Each poem takes a different view of Margery. Some share her otherworldly outlook (which drew accusations of heresy then as of insanity now) others that of her loving but bemused husband John; of her worldly father John Brunham MP, mayor and merchant prince of Lynn; of the fellow Christians whom she exasperated and/or inspired and the mediaeval authorities who arraigned her for heresy. 


1. Living The Dream

2. Post-partum

3. The Merchant’s Tale

4. Out of Her Mind

5. The Fishwife’s Tale

6. The Husband’s Tale

7. The Priest’s Tale

8. St Margaret’s Is Burning

9. Margery’s Tears

10. Margery’s Tears Interrogated

11. The Pilgrim’s Tale

12. Chaste Livers

13. The Anchoress’s Tale

14. 2020 Vision

15. A Lynn Carol


1. Living The Dream

On the banks of the Ouse grew the great port of Lynn,
The Wish of the Wash, the home of Margery,
Just a cluster of huts on an estuarine lake, a linn on a map,
Till they cut Brandon Creek and changed history.
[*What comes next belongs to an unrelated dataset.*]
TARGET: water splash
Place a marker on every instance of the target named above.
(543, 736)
A small salty town whose wildest dreams 
Were turned into Faith then Reality
By guiding the Ouse to Lynn's Warehouse on the Wash, 
From fen to firm ground, Fact from Heresy. 

Living the dream in the mists of history
Like Brandon Creek re-routing the Ouse 
Brought Lynn out of fen to a world on the sea
Living the dream: the Story of Margery.


2.   Post partum 

and in this time she saw 
as she thought
devils opening their mouths 
all alight with burning flames of fire
as if they would have 
swallowed her in

sometimes pawing at her
sometimes threatening her
sometimes pulling her 
and hauling her about
both night and day

and also the devils called out to her 
with great threats
and bade her 
that 
she should forsake her 
Christian 
faith and belief
and deny her God 
his mother 
and all the saints 
in heaven

her good works 
and all good virtues

her father
 her mother 
and all her friends.

and so she did

she slandered her husband
her friends
 and her own self

she spoke many sharp 
and reproving words.
she recognised no
virtue or goodness.
she desired all wickedness

just as the spirits tempted her 
to say and do
she said and did
she would have killed herself 
many a time 
as they stirred her to
and been damned with them in hell

then one time as she lay by herself
and her keepers were not with her
our merciful Lord 
Christ Jesus 
ever to be trusted, 
worshipped be his name, 
never forsaking his 
servant in time of need

appeared to his creature 
who had forsaken him
in the likeness of a man
the most 
seemly, 
most beauteous 
and most 
amiable
that ever might be seen 
with mortal eye

clad in a mantle 
of purple silk
sitting upon her bedside
looking upon her 
with so blessed a countenance
that she was strengthened 
in all her spirits

and he said to her 
these words:

daughter 
why have you forsaken me
and I never forsook you?

and as soon as he 
said to her 
these words

she saw truly 
how the air 
opened
as bright 
as any lightning
and he 
ascended 
into 
the 
air

not hastily and quickly 

but 

beautifully 
and 

gradually

so that 
she could 
clearly 
behold him 

in 

the 

air




until it closed up 
again.



3. The Merchant's Tale 

(her father John Brunham MP, the richest man in Lynn)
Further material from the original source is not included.